Tyler MacGregor’s review published on Letterboxd:
Never quite understood the accusations that this movie is racist. Yeah there’s the dinner scene, I know eyeballs, live snakes and monkey brains aren’t a part of your typical indian diet, but we found out later that everyone at that table is a fucked up cultist. In my mind it’d be like if you called Raiders and Last Crusade xenophobic towards germans for how they villainize the nazis. It seems innocent in it’s intentions, but I don’t know, maybe my perspective isn’t the right one to comment from. Any indian friends want to chime in?
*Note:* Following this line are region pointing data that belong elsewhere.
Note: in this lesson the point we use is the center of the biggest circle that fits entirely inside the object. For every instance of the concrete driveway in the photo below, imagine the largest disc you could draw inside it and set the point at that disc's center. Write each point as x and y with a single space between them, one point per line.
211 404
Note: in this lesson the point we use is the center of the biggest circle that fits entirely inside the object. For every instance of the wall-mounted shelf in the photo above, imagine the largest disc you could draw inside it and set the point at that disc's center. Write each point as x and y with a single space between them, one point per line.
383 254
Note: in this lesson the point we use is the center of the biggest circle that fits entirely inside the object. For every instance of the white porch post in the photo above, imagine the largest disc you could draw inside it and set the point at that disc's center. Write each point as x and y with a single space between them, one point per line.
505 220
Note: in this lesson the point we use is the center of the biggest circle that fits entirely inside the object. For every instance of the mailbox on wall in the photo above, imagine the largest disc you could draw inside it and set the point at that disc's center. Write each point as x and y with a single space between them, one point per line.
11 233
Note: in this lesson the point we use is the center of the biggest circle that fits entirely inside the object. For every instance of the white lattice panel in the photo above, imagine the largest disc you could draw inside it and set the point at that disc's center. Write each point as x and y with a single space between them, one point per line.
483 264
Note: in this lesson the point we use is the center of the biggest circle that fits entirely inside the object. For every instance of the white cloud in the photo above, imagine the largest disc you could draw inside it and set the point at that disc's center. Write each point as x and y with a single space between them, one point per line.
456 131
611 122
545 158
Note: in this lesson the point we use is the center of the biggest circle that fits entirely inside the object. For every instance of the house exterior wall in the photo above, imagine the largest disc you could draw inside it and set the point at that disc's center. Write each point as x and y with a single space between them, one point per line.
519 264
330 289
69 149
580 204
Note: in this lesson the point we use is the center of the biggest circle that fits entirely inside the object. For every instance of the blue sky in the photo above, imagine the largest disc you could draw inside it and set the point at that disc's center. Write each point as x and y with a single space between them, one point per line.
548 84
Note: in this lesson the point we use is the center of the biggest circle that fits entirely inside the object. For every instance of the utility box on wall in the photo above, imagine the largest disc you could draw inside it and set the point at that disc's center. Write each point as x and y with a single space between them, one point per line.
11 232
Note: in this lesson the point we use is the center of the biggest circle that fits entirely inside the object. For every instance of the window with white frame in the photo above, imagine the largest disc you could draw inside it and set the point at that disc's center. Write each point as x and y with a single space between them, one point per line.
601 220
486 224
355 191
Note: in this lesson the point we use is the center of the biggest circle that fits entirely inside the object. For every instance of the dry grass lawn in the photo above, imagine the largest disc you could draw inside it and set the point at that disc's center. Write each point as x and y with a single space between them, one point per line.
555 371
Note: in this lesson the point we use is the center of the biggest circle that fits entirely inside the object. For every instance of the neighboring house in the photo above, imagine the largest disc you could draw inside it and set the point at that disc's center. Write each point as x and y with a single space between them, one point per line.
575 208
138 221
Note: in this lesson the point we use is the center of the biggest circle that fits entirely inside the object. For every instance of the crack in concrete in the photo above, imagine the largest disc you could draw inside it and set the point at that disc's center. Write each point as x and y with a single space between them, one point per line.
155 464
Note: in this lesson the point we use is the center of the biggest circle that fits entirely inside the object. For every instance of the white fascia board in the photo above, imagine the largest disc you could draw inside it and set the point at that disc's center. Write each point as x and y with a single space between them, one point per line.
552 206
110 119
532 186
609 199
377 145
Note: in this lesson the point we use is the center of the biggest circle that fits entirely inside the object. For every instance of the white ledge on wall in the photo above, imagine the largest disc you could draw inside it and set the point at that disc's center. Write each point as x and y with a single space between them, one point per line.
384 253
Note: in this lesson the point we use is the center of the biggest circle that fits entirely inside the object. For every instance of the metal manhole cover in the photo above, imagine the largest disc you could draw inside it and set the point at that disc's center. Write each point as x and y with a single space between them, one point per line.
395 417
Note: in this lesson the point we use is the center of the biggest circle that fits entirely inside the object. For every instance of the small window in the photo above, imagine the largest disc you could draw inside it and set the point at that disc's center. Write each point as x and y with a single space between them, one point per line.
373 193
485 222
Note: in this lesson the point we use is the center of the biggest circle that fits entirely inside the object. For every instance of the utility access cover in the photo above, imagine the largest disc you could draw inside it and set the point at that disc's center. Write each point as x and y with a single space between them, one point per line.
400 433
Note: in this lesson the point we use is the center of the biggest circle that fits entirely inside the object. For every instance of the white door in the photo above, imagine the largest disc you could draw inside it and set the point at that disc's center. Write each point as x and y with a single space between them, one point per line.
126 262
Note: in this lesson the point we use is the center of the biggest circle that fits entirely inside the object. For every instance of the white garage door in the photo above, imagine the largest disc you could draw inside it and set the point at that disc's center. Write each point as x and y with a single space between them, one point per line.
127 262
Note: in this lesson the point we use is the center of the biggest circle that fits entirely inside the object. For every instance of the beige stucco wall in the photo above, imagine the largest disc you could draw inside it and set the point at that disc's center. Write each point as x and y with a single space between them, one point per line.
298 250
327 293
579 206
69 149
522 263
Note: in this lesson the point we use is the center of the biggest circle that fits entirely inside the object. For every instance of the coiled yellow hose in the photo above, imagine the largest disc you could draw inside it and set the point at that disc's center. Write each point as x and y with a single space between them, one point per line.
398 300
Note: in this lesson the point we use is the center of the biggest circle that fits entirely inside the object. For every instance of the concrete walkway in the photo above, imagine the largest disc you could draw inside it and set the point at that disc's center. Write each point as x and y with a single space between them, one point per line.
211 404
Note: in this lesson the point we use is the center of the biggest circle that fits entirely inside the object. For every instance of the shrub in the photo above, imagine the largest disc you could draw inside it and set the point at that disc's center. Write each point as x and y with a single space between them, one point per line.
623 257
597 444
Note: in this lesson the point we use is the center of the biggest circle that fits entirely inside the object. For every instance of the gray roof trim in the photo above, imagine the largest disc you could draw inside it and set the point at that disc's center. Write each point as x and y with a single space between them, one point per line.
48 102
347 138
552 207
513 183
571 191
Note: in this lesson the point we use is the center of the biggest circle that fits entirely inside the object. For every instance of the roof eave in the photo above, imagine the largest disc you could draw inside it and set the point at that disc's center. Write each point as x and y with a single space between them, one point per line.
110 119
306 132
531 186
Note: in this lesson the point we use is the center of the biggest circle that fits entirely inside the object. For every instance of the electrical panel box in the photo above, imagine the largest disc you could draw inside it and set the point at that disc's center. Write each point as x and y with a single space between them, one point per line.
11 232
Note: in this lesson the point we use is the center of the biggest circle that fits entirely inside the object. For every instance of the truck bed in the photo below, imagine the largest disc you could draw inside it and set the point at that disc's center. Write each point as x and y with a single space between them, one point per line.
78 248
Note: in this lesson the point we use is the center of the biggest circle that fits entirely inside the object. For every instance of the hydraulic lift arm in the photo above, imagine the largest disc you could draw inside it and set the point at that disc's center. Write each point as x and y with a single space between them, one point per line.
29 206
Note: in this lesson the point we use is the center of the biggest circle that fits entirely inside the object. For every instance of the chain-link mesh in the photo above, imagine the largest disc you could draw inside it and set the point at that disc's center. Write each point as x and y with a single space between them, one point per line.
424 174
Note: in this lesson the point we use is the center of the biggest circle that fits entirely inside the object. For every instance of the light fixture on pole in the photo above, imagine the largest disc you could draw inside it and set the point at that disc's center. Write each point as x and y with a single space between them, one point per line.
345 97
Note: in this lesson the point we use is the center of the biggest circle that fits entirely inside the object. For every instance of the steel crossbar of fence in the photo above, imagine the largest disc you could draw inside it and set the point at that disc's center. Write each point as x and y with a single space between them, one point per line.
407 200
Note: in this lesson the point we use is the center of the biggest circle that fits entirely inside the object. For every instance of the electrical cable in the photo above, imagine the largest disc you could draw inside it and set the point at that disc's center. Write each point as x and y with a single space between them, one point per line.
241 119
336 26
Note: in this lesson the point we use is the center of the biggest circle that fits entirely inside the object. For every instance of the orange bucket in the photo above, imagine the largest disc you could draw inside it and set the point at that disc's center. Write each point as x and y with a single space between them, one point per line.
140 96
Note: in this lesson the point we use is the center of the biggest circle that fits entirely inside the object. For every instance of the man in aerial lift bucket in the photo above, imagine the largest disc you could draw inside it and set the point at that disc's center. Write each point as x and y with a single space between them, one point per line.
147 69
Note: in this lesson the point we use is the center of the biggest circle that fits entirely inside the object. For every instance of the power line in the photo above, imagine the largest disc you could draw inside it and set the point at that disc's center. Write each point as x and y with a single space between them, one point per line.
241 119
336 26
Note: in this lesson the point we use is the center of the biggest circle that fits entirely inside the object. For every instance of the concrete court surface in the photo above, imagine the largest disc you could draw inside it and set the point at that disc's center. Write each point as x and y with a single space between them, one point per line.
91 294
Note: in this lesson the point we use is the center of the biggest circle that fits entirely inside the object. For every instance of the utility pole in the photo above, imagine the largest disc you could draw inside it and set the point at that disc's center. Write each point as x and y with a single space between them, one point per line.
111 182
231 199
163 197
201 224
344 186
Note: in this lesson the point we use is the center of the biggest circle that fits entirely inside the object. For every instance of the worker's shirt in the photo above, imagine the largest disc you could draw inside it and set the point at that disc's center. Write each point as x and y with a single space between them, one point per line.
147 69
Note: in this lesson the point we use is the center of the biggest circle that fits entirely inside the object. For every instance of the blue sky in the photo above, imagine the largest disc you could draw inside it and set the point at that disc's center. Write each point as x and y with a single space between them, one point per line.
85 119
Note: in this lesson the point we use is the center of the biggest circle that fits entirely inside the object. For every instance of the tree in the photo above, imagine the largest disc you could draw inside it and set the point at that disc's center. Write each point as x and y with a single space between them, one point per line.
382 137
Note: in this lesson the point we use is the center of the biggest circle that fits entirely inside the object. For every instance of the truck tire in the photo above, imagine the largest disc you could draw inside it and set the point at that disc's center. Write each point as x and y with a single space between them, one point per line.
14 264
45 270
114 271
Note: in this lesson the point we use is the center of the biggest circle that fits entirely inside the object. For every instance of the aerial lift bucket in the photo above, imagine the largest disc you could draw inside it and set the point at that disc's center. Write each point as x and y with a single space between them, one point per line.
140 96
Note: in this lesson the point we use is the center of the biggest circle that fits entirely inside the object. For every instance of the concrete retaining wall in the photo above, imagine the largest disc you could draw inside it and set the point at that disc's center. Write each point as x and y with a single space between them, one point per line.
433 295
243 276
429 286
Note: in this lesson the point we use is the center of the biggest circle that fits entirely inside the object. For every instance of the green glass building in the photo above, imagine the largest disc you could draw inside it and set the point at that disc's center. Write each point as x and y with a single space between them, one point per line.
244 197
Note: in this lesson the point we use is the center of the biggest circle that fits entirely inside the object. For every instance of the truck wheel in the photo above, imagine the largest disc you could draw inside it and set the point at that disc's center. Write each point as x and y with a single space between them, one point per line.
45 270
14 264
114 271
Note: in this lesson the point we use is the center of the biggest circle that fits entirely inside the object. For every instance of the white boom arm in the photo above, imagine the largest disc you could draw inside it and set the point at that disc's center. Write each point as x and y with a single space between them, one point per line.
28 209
It isn’t as clever or emotionally poignant as Raiders or The Last Crusade, but it compensates with sheer audacity. It’s dark, violent, vastly different in setting and tone, and very unapologetic about what it is. If you reduce the script to it’s skeletal level the formula is pretty similar to those other two movies, but judging based on events that actually happen, it’s crazy. There’s such a range to this movie, we go from this lighthearted opening musical number in Shanghai (which I just realized is mostly non-diegetic, nobody in the club can see behind that curtain) and slapstick shenanigans with Willie and Short Round, to violent human sacrifices and the abuse of child slaves, to shootouts with the chinese mafia and minecart chases, all in the same movie. It’s constantly moving forward from one batshit crazy set piece or situation to the next, at no point is it ever not entertaining. And it’s all driven by that ingenious building of suspense that props up the other movies. It’s sad to hear Spielberg self deprecate whenever he talks about this film, it really is some peak blockbuster filmmaking.